Scout Raporu: Adem Ljajic




Beşiktaş, Talisca’dan boşalan 10 numara pozisyonunu Adem Ljajic ile doldurdu. Talisca skorer yapısı ile büyük fark yaratsa da oyun içi etkinliği açısından Sosavari olmaması saha içi organizasyonunda bazı aksaklıklara neden olmuştu. Bu aksaklıkların giderilmesi ve dolaylı yoldan bazı oyuncuların (merkez orta saha ve santrfor) performanslarının artmasını sağlayacak oyuncu tipi Sosa benzeriydi. Ljajic model olarak o tipte bir oyuncu. Sosa’ya nazaran iyi olduğu yönleri de mevcut kötü olduğu yönleri de. Bu raporda ayrıntısıyla işlemeye çalışacağım.

Fiziksel Özellikler

Ljajic’in yüksek seviyede yeterince tutunamamasının veya yetenek skalasının içerdiği potansiyele tam olarak ulaşamamasının en önemli sebeplerinden bir tanesi fiziksel anlamda bazı zaaflarını bulunması. Çok kuvvetsiz bir oyuncu olarak nitelendirilemez ancak vücut vücuda teması sevmediği gerçek. Zaman zaman şarj aldığında dengesi bozulabiliyor. Vücut vücuda mücadelelerdeki kuvvet zafiyetini minimize edecek özelliklerinin bulunması ise artı. Çok hareketli ve gezgin bir oyuncu olması rakipten baskı ve temas almasını zorlaştırıyor.

Bacak boyu uzun bir bedene sahip. Bu onun dar alanda ilk adımlarında ağır kalmasına neden olabiliyor ama mesafe uzadıkça fulesi sayesinde sürati bir oyun kurucu 10 numara için gayet iyi.

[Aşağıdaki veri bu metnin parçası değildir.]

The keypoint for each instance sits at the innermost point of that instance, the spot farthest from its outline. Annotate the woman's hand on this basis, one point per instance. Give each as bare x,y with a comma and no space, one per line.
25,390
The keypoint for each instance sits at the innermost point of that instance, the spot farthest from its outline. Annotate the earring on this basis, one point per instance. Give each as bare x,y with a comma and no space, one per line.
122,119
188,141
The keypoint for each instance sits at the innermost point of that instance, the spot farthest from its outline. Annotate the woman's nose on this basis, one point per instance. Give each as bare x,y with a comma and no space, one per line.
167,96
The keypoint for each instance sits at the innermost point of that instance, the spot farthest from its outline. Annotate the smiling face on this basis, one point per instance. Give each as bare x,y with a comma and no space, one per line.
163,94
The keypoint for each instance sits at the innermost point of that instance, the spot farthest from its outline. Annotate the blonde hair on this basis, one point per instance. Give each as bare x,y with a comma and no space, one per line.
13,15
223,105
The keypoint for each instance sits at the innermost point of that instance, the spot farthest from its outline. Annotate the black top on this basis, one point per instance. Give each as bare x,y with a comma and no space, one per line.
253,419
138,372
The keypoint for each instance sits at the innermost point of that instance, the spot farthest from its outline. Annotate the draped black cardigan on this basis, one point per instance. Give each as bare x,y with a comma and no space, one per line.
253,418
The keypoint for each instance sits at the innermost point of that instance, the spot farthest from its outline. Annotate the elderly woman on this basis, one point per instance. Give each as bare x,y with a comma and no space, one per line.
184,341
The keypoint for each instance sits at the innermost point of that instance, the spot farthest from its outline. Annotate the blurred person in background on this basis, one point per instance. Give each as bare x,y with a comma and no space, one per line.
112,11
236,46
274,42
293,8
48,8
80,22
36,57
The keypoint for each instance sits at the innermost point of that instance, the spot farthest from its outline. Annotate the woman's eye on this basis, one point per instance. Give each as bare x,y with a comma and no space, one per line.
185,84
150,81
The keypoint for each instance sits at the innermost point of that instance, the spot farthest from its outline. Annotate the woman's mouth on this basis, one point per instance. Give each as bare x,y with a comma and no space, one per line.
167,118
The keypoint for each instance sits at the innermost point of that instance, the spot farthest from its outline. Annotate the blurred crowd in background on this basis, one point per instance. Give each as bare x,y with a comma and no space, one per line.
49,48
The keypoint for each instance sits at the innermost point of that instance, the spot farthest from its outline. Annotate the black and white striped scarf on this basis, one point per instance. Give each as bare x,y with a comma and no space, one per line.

Ani dönüşler ve yön değiştirmeleri de iyi yapıyor. Yalnız dayanıklılık anlamında maçın son bölümlerinde ve üst üste eforlu aksiyonlar sonrasında sorun yaşayabiliyor.

1.82’lik boyu standardın biraz üzerinde olmasına rağmen hava toplarında çok zayıf. Hem sıçrama becerisi iyi değil hem de yüksek top mücadelesinden kaçıyor. Geçen yıl Serie A’daki 10 numaralar arasında 0.2 ile maç başına en az hava topu mücadelesinde bulunan oyuncu Ljajic. Bu da Beşiktaş’ın fazlasıyla kenardan yüksek ortalara bağlı ve geriden uzun toplar içeren oyun yapısının değişmesi gerektiğine dair mesaj içeriyor.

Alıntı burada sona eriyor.